We’ve seen this movie before. In 2020, DeFi protocols promised infinite yield with no underlying revenue. The code was elegant, the narrative compelling, and the crash instructive. Now quantum startups are selling the same plot: a future that justifies a present-day price tag.

Core: Decoding the narrative within the nonce

The SPAC structure itself reveals the story. A SPAC is a blank-check company—a pool of money looking for a target. The merger provides the cash to survive what is likely a 5–10-year burn before commercial viability. The $10 billion valuation is not based on earnings or even projected revenue. It’s based on the market’s desperate search for the “next AI.”

The Quantum SPAC Mirage: Two Israeli Startups, $10B Valuation, and Zero Revenue

Tracing the logic gates behind the yield… or rather, behind the valuation. If we apply the same forensic lens we used on Terra/Luna, we see a similar architecture: a narrative of “decentralized stability” (or here, “quantum advantage”) masking a centralized control structure—the SPAC sponsor, the deal terms, the lock-ups.

Classiq’s core IP is its quantum circuit compilation algorithms. Quantum Art’s is its image processing methods. Both are valuable in theory, but they depend entirely on quantum hardware that is still too noisy and error-prone for practical use. The most advanced quantum processors (IBM’s Condor) have over 1,000 qubits, but logical qubits—the ones that can actually compute—are still zero. The platform is built on a foundation that doesn’t yet exist.

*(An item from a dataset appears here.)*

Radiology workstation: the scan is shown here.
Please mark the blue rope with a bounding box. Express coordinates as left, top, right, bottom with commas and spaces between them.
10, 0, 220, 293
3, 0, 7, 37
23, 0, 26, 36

Where code meets cultural memory… Crypto Briefing, a crypto-focused outlet, broke the story. That’s a signal. The capital flows driving this SPAC are the same ones that chased ICOs, NFTs, and DeFi. Fear of missing out on the next paradigm shift. But quantum computing is not crypto. It doesn’t have a liquid token, a community of speculators, or a 24/7 market. The SPAC is the only liquidity event—and it’s a one-way door.

Contrarian: The consensus says “quantum is inevitable.” I agree—but inevitability does not imply investability. The consensus also says this merger creates a “Western quantum platform” that can compete with Chinese initiatives like Origin Quantum.

The audit trail never lies… Look at the financials. The combined entity will likely burn cash at $200M+ per year. The SPAC trust provides a runway of 2–3 years. If quantum hardware doesn’t hit a major inflection by then, the company will need another capital raise at a down round—or dissolve. The De-SPAC process is brutal: shareholders can redeem their shares, draining the trust. IonQ, a comparable SPAC-quantum play, saw its market cap drop from $2B to ~$600M within a year.

Moreover, both firms are heavily reliant on partnerships with hardware makers like IBM and Google. If those giants decide to build their own closed software stacks, Classiq and Quantum Art become irrelevant. The dependency is asymmetric: they need the hardware, but the hardware doesn’t need them.

Takeaway

This SPAC is a narrative gamble dressed in technical jargon. The real question is not whether quantum computing will change the world—it will, eventually. The question is whether these two companies will survive long enough to see that change.

Unspooling the knot of innovation… We are watching a classic pattern: a bold vision, a pile of capital, and a risky timeline. The market is betting that the quantum dream yields before the burn rate consumes the trust. Based on my experience auditing DeFi’s “infinite yield” narratives, I’d check the fine print on the SPAC’s earnout clauses. The code is clean, but the narrative is accumulating debt.

This article is for informational purposes only and does not constitute investment advice. The author holds no position in any quantum computing firms.